Cloud Training and Deployments with Amazon SageMaker

Open In Colab Open In SageMaker Studio Lab

To help with AutoGluon model training and deployment, AWS developed a set of training and inference deep learning containers. The containers can be used to train models with CPU and GPU instances and deployed as a SageMaker endpoint or used as a batch transform job.

The full end-to-end example is available in the amazon-sagemaker-examples repository.

Training other types of predictors

The examples are focused on TabularPredictor. For training other types of AutoGluon Predictors, i.e. MultiModalPredictor, the training script you provide will be similar to the one above. You would need to replace TabularPredictor with MultiModalPredictor.
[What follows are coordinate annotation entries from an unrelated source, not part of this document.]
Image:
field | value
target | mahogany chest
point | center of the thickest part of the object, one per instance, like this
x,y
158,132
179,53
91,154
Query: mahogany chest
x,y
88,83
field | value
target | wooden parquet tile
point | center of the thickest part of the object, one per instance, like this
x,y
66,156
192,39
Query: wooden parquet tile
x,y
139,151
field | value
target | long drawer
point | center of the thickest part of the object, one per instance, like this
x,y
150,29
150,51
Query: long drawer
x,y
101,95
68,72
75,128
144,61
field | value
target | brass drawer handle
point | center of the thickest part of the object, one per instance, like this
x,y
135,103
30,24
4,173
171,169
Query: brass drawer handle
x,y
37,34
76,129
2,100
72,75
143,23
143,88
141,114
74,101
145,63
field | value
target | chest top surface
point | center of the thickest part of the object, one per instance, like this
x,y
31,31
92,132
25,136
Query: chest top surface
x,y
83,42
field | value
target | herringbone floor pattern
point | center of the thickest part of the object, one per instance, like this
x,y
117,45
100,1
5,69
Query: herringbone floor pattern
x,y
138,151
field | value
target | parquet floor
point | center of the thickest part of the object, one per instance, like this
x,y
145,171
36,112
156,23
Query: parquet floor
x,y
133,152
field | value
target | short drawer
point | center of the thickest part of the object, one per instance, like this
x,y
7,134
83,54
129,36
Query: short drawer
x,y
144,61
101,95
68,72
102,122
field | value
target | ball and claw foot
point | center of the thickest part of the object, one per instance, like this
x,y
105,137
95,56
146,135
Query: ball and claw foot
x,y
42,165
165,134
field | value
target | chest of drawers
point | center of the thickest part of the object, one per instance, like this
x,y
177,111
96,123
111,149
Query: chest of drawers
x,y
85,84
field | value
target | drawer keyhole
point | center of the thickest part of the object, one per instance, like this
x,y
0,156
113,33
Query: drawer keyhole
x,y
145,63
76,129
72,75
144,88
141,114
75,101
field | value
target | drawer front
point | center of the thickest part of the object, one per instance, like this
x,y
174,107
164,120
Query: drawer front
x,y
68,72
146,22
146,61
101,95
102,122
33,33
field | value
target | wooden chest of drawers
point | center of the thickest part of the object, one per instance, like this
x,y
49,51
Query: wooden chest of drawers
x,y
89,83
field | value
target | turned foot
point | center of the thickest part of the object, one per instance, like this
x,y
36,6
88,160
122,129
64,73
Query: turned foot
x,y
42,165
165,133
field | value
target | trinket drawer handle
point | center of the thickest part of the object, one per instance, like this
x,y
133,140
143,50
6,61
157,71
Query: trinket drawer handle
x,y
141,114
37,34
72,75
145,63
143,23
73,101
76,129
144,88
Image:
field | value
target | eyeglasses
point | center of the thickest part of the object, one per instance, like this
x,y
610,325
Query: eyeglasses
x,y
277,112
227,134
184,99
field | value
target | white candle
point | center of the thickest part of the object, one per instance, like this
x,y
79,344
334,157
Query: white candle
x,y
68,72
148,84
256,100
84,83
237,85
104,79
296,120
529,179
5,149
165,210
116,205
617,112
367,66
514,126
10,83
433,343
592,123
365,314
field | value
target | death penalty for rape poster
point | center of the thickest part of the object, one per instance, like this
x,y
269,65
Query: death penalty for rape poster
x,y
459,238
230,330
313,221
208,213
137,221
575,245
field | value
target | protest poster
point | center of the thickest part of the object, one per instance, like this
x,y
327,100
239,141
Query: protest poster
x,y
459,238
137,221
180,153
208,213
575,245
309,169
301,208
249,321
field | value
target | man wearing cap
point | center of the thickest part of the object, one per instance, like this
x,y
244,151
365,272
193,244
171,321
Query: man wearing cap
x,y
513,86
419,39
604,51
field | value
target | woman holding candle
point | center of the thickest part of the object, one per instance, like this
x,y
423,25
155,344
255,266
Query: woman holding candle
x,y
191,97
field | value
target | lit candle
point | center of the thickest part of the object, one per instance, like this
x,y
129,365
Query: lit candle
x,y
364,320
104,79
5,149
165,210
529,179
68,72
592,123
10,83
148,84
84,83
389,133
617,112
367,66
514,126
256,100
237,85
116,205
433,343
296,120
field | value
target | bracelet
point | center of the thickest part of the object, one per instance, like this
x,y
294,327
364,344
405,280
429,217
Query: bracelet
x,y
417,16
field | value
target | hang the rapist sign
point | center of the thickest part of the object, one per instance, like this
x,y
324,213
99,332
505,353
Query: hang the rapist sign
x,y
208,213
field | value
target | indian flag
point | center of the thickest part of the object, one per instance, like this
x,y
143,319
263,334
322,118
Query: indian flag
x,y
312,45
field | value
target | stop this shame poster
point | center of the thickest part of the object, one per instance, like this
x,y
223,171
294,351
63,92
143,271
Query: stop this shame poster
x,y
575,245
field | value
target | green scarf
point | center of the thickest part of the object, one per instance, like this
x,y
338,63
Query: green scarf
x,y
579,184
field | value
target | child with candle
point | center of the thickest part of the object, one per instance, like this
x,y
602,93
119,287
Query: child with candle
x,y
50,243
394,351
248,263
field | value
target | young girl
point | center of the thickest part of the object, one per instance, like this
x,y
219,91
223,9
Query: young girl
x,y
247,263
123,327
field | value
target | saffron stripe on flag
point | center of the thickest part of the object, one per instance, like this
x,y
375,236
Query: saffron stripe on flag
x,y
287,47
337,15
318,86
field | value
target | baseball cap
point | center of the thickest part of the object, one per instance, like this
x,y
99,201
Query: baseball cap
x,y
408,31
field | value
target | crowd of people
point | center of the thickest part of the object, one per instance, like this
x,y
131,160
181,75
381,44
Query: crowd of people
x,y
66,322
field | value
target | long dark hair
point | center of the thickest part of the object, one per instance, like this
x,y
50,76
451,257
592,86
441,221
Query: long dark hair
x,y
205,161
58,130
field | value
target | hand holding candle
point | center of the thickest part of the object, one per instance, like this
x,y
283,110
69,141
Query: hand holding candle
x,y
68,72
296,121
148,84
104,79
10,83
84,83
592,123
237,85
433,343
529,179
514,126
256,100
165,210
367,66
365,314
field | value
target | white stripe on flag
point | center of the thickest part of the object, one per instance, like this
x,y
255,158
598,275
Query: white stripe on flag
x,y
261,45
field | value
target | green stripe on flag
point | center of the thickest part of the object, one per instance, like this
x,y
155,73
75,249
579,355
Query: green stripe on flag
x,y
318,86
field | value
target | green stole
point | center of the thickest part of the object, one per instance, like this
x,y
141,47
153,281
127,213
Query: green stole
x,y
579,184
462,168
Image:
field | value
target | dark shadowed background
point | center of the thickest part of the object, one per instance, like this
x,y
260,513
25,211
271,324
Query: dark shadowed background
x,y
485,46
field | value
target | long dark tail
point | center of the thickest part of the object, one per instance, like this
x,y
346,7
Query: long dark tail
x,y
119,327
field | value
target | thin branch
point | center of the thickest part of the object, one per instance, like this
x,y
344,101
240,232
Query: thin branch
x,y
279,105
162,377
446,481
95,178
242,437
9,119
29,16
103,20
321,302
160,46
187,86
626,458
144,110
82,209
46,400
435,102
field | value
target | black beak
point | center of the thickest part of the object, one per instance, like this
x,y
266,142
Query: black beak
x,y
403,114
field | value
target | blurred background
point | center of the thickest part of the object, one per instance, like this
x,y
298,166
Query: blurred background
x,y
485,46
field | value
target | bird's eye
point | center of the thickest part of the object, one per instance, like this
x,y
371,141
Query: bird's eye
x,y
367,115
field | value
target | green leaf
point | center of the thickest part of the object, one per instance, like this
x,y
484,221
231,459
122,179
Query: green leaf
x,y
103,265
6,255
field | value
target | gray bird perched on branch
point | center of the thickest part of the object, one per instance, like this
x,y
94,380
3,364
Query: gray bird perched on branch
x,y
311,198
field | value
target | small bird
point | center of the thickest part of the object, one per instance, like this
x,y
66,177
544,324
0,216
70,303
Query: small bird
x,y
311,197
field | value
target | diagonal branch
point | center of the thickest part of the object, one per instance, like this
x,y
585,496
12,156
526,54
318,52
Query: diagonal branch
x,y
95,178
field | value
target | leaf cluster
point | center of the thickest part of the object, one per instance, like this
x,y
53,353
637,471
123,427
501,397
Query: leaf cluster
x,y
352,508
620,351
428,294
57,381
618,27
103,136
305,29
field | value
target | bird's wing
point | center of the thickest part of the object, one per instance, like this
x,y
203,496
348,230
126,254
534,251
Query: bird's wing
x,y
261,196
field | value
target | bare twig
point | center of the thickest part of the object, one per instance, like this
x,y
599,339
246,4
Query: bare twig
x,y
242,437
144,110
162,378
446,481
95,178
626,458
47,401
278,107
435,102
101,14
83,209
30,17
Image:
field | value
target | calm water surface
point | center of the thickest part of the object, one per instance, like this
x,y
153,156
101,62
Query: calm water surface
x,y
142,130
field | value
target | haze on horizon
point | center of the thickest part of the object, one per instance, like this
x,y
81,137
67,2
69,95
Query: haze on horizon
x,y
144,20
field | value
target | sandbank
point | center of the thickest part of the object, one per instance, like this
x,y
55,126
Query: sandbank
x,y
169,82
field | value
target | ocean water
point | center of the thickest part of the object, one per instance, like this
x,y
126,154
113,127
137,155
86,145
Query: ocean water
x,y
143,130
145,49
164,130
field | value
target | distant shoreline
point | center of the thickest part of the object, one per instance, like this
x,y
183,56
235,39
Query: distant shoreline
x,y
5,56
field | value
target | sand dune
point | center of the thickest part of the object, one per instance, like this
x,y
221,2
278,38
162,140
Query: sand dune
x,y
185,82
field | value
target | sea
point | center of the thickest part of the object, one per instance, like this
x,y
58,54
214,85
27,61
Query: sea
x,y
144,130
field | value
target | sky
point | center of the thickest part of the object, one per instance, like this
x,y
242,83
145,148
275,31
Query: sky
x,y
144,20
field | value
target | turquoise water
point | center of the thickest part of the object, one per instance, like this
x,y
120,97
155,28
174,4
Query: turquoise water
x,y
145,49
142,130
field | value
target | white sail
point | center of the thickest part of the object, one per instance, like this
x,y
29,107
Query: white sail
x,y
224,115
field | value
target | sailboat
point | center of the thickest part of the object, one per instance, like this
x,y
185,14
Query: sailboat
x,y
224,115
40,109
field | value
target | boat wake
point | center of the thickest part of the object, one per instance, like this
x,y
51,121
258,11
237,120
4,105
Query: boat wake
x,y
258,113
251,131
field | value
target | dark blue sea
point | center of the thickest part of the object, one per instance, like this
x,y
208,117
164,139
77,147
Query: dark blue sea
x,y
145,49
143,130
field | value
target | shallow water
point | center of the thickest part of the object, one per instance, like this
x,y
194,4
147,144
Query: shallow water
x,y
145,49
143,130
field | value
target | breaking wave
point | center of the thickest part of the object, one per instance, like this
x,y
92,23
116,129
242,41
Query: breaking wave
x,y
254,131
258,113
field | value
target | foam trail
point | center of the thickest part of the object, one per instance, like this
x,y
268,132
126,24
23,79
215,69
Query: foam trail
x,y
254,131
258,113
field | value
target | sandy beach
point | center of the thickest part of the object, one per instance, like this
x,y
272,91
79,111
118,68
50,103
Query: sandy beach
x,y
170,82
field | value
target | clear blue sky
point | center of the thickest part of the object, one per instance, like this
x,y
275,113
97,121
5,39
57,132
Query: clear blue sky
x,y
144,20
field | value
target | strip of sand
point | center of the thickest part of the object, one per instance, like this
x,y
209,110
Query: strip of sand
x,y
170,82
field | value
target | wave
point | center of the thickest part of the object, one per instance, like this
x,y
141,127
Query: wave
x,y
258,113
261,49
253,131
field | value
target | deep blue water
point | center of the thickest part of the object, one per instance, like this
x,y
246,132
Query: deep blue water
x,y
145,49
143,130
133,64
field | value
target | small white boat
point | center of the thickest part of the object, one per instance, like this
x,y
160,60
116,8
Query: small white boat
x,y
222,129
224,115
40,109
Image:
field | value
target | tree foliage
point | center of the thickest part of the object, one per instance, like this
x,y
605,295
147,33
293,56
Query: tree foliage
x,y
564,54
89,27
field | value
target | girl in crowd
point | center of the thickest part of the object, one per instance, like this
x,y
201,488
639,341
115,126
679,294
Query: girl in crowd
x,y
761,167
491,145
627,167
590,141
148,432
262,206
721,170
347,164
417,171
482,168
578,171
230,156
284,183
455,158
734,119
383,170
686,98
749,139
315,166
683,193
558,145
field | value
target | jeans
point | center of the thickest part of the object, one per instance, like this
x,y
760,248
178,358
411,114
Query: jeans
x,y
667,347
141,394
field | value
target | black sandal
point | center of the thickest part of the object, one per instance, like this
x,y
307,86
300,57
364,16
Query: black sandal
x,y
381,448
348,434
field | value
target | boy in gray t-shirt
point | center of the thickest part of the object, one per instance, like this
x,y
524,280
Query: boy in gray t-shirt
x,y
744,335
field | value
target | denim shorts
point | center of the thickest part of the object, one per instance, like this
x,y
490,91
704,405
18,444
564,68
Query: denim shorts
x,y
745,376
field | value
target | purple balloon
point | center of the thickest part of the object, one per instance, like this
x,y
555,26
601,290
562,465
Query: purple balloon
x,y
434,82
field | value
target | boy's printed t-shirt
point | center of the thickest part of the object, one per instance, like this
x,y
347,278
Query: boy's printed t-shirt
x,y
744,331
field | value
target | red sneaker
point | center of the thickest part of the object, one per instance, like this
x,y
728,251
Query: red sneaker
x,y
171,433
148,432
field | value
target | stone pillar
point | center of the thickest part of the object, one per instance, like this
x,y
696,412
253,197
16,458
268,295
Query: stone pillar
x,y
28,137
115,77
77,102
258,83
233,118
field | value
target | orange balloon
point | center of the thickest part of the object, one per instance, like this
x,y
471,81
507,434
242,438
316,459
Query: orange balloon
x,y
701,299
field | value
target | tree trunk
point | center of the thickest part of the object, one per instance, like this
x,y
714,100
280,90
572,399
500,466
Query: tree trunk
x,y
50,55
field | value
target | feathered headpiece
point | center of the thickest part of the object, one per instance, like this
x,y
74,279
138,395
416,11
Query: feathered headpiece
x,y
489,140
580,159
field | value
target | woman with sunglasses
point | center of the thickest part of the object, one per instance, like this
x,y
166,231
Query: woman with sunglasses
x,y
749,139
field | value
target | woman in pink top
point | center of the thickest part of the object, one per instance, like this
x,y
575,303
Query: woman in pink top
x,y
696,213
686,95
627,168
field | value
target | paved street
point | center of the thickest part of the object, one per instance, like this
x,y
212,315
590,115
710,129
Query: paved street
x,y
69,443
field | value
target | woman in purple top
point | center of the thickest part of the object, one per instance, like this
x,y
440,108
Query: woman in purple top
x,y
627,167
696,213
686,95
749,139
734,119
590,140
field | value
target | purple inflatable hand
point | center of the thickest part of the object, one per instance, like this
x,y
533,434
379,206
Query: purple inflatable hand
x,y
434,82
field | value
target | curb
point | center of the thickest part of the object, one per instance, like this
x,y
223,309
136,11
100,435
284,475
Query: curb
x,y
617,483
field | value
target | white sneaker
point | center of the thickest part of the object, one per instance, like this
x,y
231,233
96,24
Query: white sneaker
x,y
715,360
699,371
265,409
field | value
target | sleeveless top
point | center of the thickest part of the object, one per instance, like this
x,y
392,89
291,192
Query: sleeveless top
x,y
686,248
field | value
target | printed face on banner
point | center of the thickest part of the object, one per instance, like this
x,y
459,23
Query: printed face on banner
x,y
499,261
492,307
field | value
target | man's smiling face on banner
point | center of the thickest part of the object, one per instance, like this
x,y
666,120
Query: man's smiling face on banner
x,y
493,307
To ensure the container can load the model without external network access (SageMaker containers might have issues getting the models from HuggingFace), the model artifacts of type MultiModalPredictor need to be saved with standalone=True: predictor.save(path='MY_PATH', standalone=True).

Keep in mind that the specific Predictor type you want to train might not support the same feature sets as TabularPredictor. For example, leaderboard does not exist for all Predictors.

Note on image modality

To do inference on image modality, you would need to embed the image info, as bytes for example, into a column of the test data. Then in the inference container, if you are using the MultiModalPredictor, you just need to decode the aforementioned image column and feed the test data to it.

For example, to encode the image:

def read_image_bytes_and_encode(image_path):
    image_obj = open(image_path, 'rb')
    image_bytes = image_obj.read()
    image_obj.close()
    b85_image = base64.b85encode(image_bytes).decode("utf-8")

    return b85_image


def convert_image_path_to_encoded_bytes_in_dataframe(dataframe, image_column):
    assert image_column in dataframe, 'Please specify a valid image column name'
    dataframe[image_column] = [read_image_bytes_and_encode(path) for path in dataframe[image_column]]

    return dataframe

test_data_image_column = "YOUR_COLUMN_CONTAINING_IMAGE_PATH"
test_data = convert_image_path_to_encoded_bytes_in_dataframe(test_data, test_data_image_column)

To decode the image:

test_data[image_column] = [base64.b85decode(bytes) for bytes in test_data[image_column]]

Note that if you are using the TabularPredictor, you would need to save the image to disk and update the test data with the image paths accordingly.

For example, to decode the image and save to disk in the inference container:

image_index = 0


def _save_image_and_update_dataframe_column(bytes):
    global image_index
    im = Image.open(BytesIO(base64.b85decode(bytes)))
    im_name = f'Image_{image_index}.png'
    im.save(im_name)
    image_index += 1

    return im_name


test_data[image_column] = [_save_image_and_update_dataframe_column(bytes) for bytes in test_data[image_column]]